Don’t Give Your Man Away To Another Woman

How many times do we hear it?

“Sure, after I trained him to be the perfect boyfriend, he breaks up with me and goes to be perfect for someone else.”

Has this happened to you?

We can learn a lot from our short term relationships. We bump and bruise each other like bumper cars in an old time amusement park. We fight, argue, push our weight around or we withdraw, pout and manipulate.

Isn’t that a charming list of behaviors! If we think that our man of the moment is the One, these ups and downs can be devastating. If he IS the One, fear of losing him can take your power away from you and you will start compromising on some things you know are not right for you. No wonder we are in a mess when it comes to sorting out our feelings and getting really clear….I mean REALLY CLEAR on what we want in a partner.

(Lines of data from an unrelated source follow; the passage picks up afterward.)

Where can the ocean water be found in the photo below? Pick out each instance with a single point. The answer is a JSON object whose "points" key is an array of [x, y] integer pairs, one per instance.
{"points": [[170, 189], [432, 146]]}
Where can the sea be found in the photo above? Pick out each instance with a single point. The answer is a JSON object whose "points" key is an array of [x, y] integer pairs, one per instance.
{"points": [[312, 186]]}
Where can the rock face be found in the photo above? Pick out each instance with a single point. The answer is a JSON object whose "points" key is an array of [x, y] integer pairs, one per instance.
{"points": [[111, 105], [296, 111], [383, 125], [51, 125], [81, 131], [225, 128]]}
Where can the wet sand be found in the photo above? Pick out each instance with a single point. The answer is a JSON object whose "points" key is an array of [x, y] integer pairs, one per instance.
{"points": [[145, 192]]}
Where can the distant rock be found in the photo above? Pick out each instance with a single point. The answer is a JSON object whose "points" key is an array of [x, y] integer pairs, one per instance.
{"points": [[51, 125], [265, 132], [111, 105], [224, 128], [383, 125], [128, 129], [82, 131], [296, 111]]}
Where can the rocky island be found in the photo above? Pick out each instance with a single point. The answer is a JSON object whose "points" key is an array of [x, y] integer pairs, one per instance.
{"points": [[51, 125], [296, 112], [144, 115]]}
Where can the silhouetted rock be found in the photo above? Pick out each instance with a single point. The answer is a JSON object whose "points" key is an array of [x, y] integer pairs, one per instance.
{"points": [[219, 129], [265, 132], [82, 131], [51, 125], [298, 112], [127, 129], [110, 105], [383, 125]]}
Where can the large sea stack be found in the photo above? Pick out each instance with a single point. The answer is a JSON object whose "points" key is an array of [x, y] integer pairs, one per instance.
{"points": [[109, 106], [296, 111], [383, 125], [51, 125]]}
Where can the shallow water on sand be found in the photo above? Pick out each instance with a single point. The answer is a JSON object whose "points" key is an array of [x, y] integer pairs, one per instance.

When your man disappoints you, it is painful, I know because I went through a disappointing event with my man just a few hours ago. The first thing I did, which was different for me, was to say “Could we not decide right now? Could we table this and at least talk about it later?” He agreed and I left the room.

I felt hurt and sad and everything in me, well that is not so true anymore, but a rather large part of me wanted to blame him for making me feel so bad. After all, his words made my heart start to hurt….or did they?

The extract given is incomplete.